Hay un par de retratos, de dama desconocida, que muy podrían ser retratos de la Éboli. Porque en ambos, representándola casi niña, se la presenta con los dos ojos sanos, y que en un ejercicio compositivo que ha hecho Ares, con ordenador, poniendo a la retratada el parche sacado del retrato clásico, la sienta bien y ajustado. Uno está en la casa del Infantado también, y otro en el Museo del Prado con el título de “Joven desconocida”. Se parecen tanto a doña Ana, que sin duda son ella misma. No quiero olvidar, no debo, los retratos que han salido, en estos días, de la mano de un magnífico pintor que tenemos en Pastrana, Javier Cámara, y que la representan en traje de “pompa y circunstancia” cortesana, y en hábito de monja carmelita, cosa que como todos saben ocurrió con certeza, y que hasta ahora a nadie se le había ocurrido.

Libros y webs sobre Doña Ana

El libro que acaba de editar Algaba, y que firma Nacho Ares, lleva por título exacto “Éboli. Secretos de la vida de Ana de Mendoza”. Está encuadernado en cartoné, tiene 278 páginas, y numerosos grabados. Se lee de un tirón, y ofrece las novedades referidas, amén de las clásicas secuencias ya conocidas de la biografía de esta misteriosa dama.

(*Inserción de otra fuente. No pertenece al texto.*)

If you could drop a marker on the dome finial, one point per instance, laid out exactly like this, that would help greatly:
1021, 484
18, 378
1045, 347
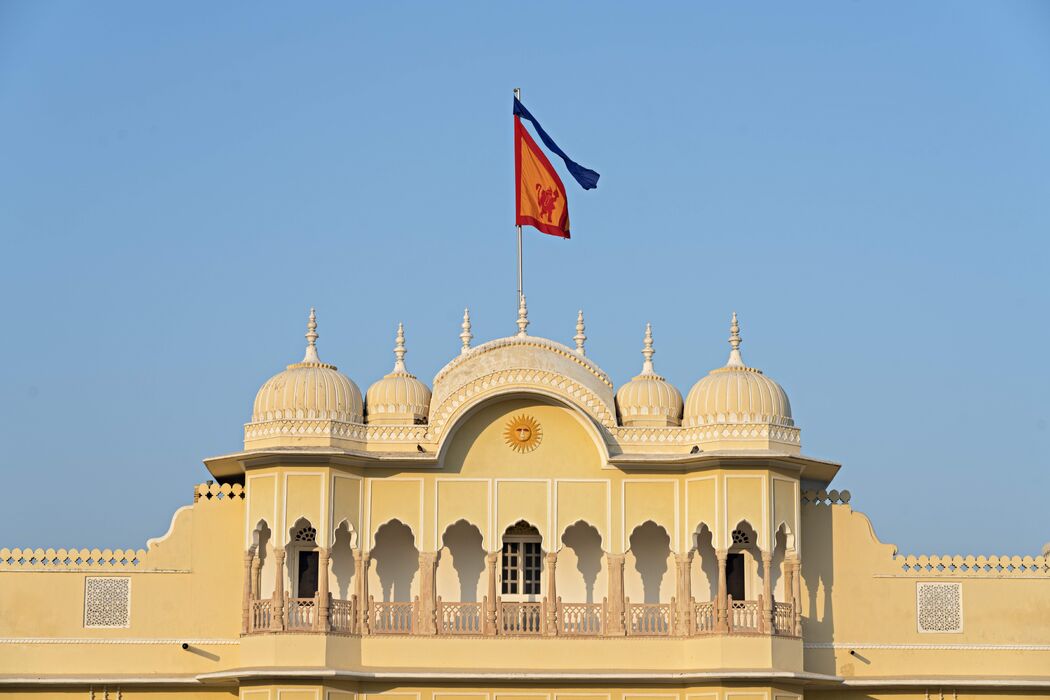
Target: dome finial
465, 336
312, 336
522, 316
648, 352
734, 341
399, 349
581, 338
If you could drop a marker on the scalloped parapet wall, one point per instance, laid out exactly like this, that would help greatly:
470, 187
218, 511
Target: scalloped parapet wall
26, 558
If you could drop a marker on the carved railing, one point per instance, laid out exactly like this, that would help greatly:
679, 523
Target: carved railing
743, 615
260, 616
783, 619
704, 617
342, 615
460, 617
581, 619
521, 618
392, 617
649, 619
299, 613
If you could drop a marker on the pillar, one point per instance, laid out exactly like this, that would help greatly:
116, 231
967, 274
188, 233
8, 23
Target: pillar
427, 591
614, 565
797, 595
361, 560
552, 611
277, 618
247, 606
684, 590
721, 605
491, 560
765, 615
323, 599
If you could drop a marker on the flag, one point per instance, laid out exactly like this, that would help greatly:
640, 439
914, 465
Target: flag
541, 202
541, 194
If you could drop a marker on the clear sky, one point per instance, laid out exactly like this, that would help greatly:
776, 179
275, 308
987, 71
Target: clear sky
867, 184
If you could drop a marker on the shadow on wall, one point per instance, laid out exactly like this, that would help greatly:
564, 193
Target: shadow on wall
818, 578
397, 560
586, 545
342, 563
463, 542
707, 561
651, 547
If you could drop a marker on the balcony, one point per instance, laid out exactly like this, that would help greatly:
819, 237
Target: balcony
506, 618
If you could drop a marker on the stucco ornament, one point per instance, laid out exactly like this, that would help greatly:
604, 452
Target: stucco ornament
523, 433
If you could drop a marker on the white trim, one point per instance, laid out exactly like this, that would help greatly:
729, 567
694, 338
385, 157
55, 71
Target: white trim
114, 640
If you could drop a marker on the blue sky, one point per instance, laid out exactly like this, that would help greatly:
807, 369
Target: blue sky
865, 183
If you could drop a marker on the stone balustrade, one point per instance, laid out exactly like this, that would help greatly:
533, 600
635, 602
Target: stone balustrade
517, 618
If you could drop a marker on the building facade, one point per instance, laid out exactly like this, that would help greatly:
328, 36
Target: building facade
521, 530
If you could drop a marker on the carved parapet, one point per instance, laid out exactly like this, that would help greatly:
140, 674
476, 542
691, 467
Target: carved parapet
822, 497
970, 566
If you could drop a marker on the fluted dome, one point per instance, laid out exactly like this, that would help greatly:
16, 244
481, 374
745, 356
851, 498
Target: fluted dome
309, 390
398, 398
649, 400
737, 394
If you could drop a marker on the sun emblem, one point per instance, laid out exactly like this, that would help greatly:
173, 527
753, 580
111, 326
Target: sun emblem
523, 433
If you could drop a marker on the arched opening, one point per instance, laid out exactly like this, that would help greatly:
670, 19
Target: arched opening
397, 560
580, 563
705, 565
341, 576
521, 563
461, 564
302, 558
649, 576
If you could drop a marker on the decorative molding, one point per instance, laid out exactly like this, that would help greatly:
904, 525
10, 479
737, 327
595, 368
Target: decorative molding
116, 640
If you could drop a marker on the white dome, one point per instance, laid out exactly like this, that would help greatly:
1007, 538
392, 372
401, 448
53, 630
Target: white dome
309, 390
398, 398
737, 394
649, 400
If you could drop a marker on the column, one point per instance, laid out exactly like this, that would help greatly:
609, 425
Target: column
765, 615
491, 560
427, 591
277, 616
684, 566
552, 611
323, 599
247, 606
361, 560
721, 605
614, 564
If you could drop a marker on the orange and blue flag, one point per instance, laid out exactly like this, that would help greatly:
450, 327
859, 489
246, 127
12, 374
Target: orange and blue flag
542, 202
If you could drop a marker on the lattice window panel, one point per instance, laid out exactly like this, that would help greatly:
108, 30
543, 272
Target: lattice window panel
939, 607
107, 601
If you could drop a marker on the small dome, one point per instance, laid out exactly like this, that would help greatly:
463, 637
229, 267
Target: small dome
649, 400
309, 390
737, 394
398, 398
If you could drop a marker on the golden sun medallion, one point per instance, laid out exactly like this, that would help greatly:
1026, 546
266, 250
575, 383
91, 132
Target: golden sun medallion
523, 433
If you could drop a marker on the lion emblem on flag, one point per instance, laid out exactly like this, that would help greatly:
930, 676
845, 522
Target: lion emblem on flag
548, 197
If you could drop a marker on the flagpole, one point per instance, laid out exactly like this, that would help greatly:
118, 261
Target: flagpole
521, 290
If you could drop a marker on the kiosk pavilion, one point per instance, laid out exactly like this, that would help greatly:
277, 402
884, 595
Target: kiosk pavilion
521, 531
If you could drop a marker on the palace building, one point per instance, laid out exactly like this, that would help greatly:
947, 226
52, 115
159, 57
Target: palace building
521, 529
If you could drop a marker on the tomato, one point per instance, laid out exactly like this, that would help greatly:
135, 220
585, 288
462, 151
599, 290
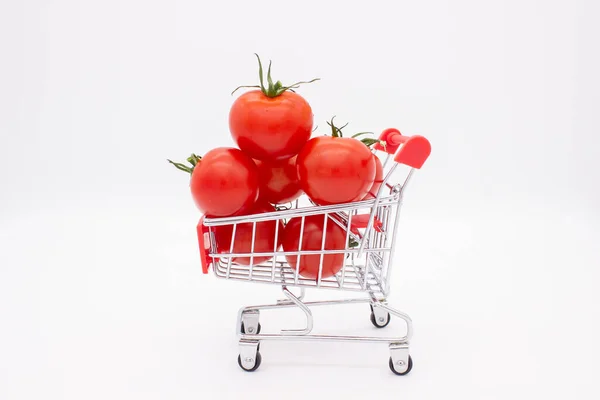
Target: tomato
312, 237
224, 182
272, 123
378, 179
264, 239
335, 170
278, 181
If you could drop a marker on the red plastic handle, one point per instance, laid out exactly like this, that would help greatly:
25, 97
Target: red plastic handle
204, 245
414, 151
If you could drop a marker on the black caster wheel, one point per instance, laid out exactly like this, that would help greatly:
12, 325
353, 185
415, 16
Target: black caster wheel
257, 362
401, 373
253, 333
377, 323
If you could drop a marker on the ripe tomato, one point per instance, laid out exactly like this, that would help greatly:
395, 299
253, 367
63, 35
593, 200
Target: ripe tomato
223, 182
312, 238
272, 123
270, 128
278, 181
264, 236
378, 179
335, 170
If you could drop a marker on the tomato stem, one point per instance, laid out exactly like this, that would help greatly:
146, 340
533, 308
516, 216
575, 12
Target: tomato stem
337, 132
272, 89
193, 160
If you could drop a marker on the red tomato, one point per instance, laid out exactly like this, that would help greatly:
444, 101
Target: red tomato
264, 236
223, 182
272, 123
378, 179
278, 181
312, 238
335, 170
270, 128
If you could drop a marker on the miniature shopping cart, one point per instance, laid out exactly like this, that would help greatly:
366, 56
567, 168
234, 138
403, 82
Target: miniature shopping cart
370, 227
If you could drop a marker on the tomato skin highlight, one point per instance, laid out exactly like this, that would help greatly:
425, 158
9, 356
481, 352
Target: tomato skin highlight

Destacan las pinturas excelentes de Javier Cámara, aunque las reproducciones de sus cuadros no son todo lo perfectas que merecen las obras de este extraordinario artista pastranero.

De Nacho Ares, ya mencionamos en su día, y ahora insistimos en lo interesante que resulta navegar por él, es un sitio web que surge a partir de esta página: www.nachoares.com/princesa/princesa.html, y que recomendamos a todos que se lancen a navegarlo y disfrutarlo.